In terms of gene order, the Prasinoderma and Prasinophyceae sp. MBIC 10622 cpDNAs more closely resemble each other (the 19 shared gene clusters include 67% of the Prasinoderma and 69% of the Prasinophyceae genes) than do the Prasinococcus cpDNA and each of the former genomes (the 17 and 16 shared clusters include 55% of the Prasinoderma and 54% of the Prasinophyceae genes) (Figures 1A and B). Most of the chloroplast gene clusters that are usually shared between streptophytes and chlorophytes have been preserved in prasinococcaleans (Figure 5); one notable exception is the rRNA operon which has been fractured between rrs (SSU rRNA gene) and trnI (cau) in Prasinococcus. The newly identified rps15, rps16 and ndhJ genes reside in the same gene context as their streptophyte counterparts and some of the missing genes (infA, petL, cysT and odpB) appear to have been cleanly excised from ancestral gene clusters.

The ancestral quadripartite structure of Nephroselmis astigmatica cpDNA features an IR three-fold smaller than its N. olivaceahomolog

Prior to this study, the IR-containing chloroplast genome of Nephroselmis olivacea (Nephroselmidophyceae, clade III) was known to be the prasinophyte cpDNA with the most ancestral pattern of evolution. Its main attributes include a quadripartite structure very similar to those of the streptophyte algae Mesostigma[44] and Chlorokybus[22], a large gene repertoire, and an ancestral gene organization [28]. The impressive size of its IR (46,136 bp), however, represents an unusual feature. Although it carries several additional conserved genes relative to its Pyramimonas counterpart [25], which is more than three-fold smaller, two separate regions totaling about 27 kb lack any genes typically found in cpDNAs. Based on analyses of A + T content and base composition of resident ORFs, it was suggested that these IR regions were acquired by lateral transfer [28]; this hypothesis was substantiated by the subsequent discovery that the orf389 encodes a putative protein with the conserved domain of phage associated DNA primases [25].

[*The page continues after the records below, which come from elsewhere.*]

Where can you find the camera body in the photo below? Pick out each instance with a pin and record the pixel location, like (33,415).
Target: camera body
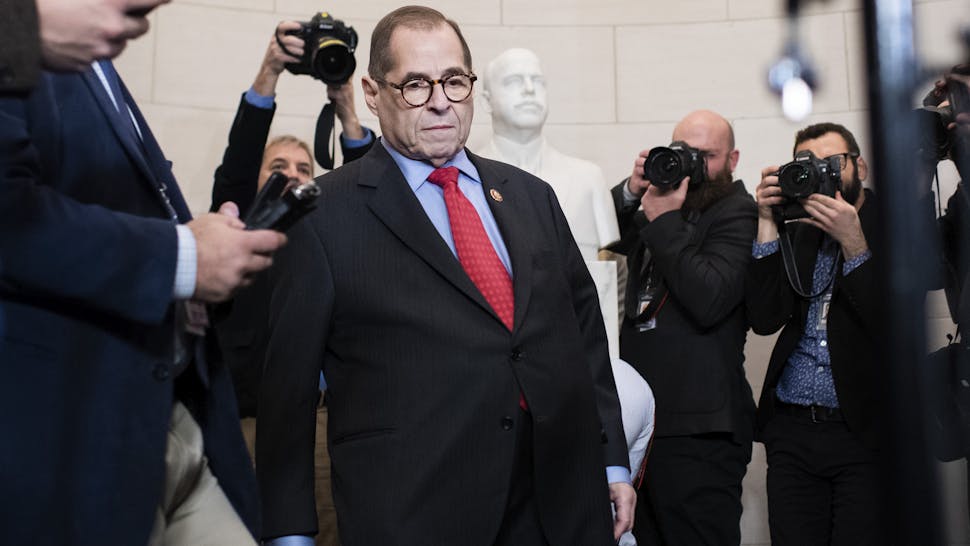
(936,140)
(666,166)
(804,176)
(328,50)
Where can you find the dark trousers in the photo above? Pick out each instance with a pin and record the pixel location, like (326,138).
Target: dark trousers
(823,484)
(691,492)
(520,524)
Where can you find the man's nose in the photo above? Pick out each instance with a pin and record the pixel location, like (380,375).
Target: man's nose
(438,100)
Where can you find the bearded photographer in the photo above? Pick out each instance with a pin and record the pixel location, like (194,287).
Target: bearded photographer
(236,179)
(684,330)
(818,409)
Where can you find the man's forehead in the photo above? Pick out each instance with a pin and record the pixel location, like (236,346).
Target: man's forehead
(405,58)
(286,151)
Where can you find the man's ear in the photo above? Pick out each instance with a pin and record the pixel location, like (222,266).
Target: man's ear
(486,100)
(371,89)
(862,168)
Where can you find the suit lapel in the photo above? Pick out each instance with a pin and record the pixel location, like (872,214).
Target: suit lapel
(509,213)
(395,205)
(145,155)
(118,124)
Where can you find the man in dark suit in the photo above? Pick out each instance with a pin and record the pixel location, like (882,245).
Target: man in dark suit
(684,331)
(818,413)
(470,393)
(118,420)
(64,35)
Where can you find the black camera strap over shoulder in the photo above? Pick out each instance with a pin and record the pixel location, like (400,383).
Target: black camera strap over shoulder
(324,145)
(791,269)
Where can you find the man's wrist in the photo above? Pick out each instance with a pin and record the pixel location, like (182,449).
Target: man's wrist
(618,474)
(186,265)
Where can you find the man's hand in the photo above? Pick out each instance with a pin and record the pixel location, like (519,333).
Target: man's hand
(275,60)
(657,201)
(637,184)
(75,32)
(838,218)
(342,97)
(227,254)
(624,500)
(768,195)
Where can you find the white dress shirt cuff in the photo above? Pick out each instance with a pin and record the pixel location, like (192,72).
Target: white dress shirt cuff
(290,540)
(616,474)
(185,270)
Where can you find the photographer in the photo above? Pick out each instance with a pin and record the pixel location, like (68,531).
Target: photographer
(239,175)
(684,331)
(247,164)
(818,408)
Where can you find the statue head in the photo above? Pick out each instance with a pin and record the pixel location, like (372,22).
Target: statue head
(515,91)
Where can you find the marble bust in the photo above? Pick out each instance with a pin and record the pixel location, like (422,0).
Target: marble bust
(515,95)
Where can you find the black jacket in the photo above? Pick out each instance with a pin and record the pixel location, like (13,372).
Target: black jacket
(694,357)
(852,322)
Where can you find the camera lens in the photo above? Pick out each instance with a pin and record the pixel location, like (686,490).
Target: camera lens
(796,181)
(664,167)
(333,62)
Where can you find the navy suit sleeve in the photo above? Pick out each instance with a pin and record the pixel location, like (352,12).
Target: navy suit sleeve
(54,247)
(356,152)
(302,300)
(590,317)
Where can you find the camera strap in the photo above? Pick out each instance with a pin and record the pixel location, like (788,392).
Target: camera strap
(791,269)
(324,145)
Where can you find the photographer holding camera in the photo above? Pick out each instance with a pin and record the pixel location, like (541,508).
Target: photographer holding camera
(248,162)
(684,329)
(239,176)
(818,409)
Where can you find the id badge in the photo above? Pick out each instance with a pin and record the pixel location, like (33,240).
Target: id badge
(823,313)
(642,304)
(196,317)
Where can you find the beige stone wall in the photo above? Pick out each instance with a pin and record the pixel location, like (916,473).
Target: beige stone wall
(620,74)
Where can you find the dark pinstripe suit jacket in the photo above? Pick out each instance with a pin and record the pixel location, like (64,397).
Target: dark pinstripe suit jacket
(422,376)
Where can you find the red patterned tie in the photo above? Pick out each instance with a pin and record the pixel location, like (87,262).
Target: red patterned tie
(475,250)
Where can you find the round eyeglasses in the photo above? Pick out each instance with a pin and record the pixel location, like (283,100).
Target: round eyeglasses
(844,158)
(418,91)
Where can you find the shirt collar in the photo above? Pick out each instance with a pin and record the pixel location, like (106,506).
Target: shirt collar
(416,172)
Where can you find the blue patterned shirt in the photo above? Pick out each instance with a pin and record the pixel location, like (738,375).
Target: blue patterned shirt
(807,377)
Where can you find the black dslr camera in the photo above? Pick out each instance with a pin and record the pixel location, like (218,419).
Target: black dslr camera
(804,176)
(665,166)
(328,51)
(935,140)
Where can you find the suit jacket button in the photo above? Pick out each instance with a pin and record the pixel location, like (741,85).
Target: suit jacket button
(161,372)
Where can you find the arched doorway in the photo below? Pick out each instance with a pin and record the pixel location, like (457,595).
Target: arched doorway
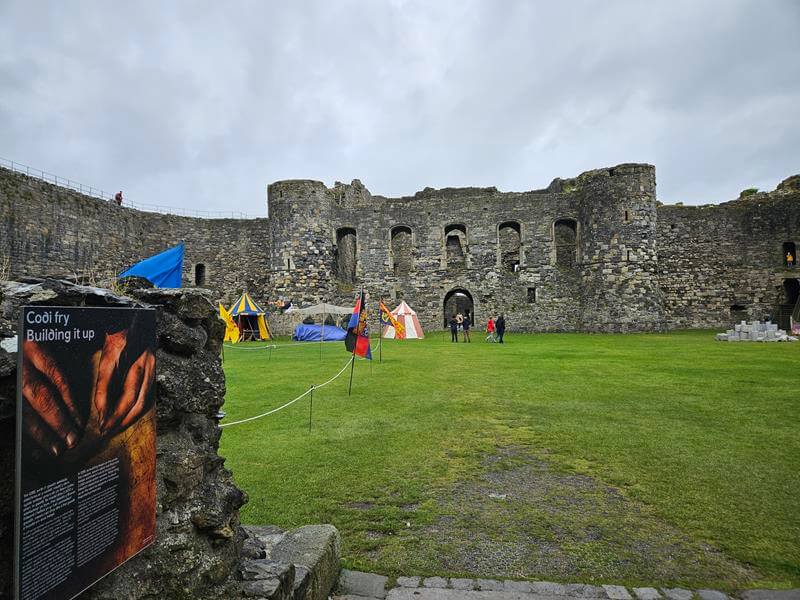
(458,301)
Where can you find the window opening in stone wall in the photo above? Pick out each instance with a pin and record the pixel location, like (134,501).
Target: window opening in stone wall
(345,255)
(458,301)
(738,313)
(402,250)
(199,274)
(509,240)
(455,246)
(789,250)
(791,291)
(565,238)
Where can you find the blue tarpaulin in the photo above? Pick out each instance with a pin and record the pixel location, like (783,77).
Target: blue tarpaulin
(162,270)
(313,333)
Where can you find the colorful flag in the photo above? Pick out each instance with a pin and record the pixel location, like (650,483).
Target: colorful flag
(357,340)
(387,319)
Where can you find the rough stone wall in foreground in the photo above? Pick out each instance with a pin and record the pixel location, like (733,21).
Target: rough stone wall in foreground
(199,540)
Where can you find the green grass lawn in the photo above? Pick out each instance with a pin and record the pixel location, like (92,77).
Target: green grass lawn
(633,458)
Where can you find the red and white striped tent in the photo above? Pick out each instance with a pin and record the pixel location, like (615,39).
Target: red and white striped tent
(407,317)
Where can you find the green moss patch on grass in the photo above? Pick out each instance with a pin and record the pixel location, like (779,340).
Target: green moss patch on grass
(675,442)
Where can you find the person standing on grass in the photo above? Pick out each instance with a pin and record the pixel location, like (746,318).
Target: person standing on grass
(490,329)
(453,329)
(500,325)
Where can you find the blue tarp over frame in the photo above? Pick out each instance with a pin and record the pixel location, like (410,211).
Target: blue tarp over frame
(162,270)
(313,333)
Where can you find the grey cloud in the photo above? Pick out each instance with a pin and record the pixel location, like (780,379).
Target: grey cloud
(202,104)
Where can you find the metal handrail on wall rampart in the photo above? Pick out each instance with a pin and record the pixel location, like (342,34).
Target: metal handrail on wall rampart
(102,195)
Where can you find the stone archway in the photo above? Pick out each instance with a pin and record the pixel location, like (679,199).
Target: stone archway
(457,300)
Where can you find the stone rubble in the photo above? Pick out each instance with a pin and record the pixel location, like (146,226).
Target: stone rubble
(354,585)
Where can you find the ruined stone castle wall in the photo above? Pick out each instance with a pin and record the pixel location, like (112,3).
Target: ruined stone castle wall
(502,249)
(53,231)
(720,264)
(592,253)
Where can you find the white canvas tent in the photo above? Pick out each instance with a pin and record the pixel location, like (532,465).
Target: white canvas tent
(408,318)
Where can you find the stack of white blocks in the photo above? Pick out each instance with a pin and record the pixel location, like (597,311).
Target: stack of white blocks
(755,332)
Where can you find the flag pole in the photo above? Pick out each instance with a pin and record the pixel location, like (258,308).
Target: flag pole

Recent 18S rDNA phylogenies have uncovered multiple lineages in the Nephroselmidophyceae [29]. In the present study, sampling of Nephroselmis astigmatica, a representative of a lineage distinct from Nephroselmis olivacea, enabled us to gain insight into the stability of the quadripartite structure and ancestrally inherited gene clusters of cpDNA in the Nephroselmidophyceae. Compared to its Nephroselmis olivacea counterpart, the Nephroselmis astigmatica cpDNA has a much reduced size (125,042 bp), which is mostly accounted for by a smaller IR (Table 1). At 13,742 bp, the IR of this species is comparable in size to that observed for Pyramimonas but is almost twice as large as that found for the mamiellaleans Ostreococcus and Micromonas. Although the IRs of the two Nephroselmis species differ in gene content in the region upstream of the rRNA operon, some of the genes downstream of this operon are conserved (trnR (acg), chlN, and chlL, see Figure 2). A notable difference concerns the location of trnL (caa): this gene lies at the immediate border of the large SC region in the Nephroselmis astigmatica IR (Figure 2); in contrast, it occurs near the small SC region in the Nephroselmis olivacea IR. Considering that trnL (caa) is usually included within the large SC region in other green plant cpDNAs having an ancestral quadripartite structure (e.g. Mesostigma[44] and Chlorokybus |[22]), the presence of this gene upstream of the rRNA operon in the Nephroselmis astigmatica IR can be simply explained by the expansion/contraction of the IR through gene conversion events [45]. With regards to the two SC regions, the gene content of each in both Nephroselmis cpDNAs fully conforms to the ancestral gene partitioning pattern. Given the conventional size of the Nephroselmis astigmatica IR, the presumably viral sequences in the Nephroselmis olivacea IR were likely captured specifically in the lineage containing the latter species. In this lineage, trnL (caa) switched position relative to the rRNA operon, probably by two successive inversions of internal IR sequences containing this operon. Positional changes of genes from one side of the rRNA operon to the other appear to have been frequent during chlorophyte evolution, as they have been observed for other chloroplast genomes displaying slight deviations from the ancestral quadripartite structure (e.g. the cpDNA of Pyramimonas[25], Pedinomonas[46], and the trebouxiophyte Parachlorella[46].

The Nephroselmis astigmatica chloroplast has a deficit of only five genes relative to that of Nephroselmis olivacea: seven genes are missing (accD, cemA, ftsI, ftsW, tilS, rne, and rnpB) and two extra ones are present (ycf20 and trnV (gac)) (Figure 4). All of these nine genes display sporadic distributions in the other chlorophytes examined thus far. Interestingly, trnV (gac) is reported for the first time in chlorophyte cpDNAs; it is encoded not only in the Nephroselmis astigmatica cpDNA but also in the Picocystis (clade VII) genome.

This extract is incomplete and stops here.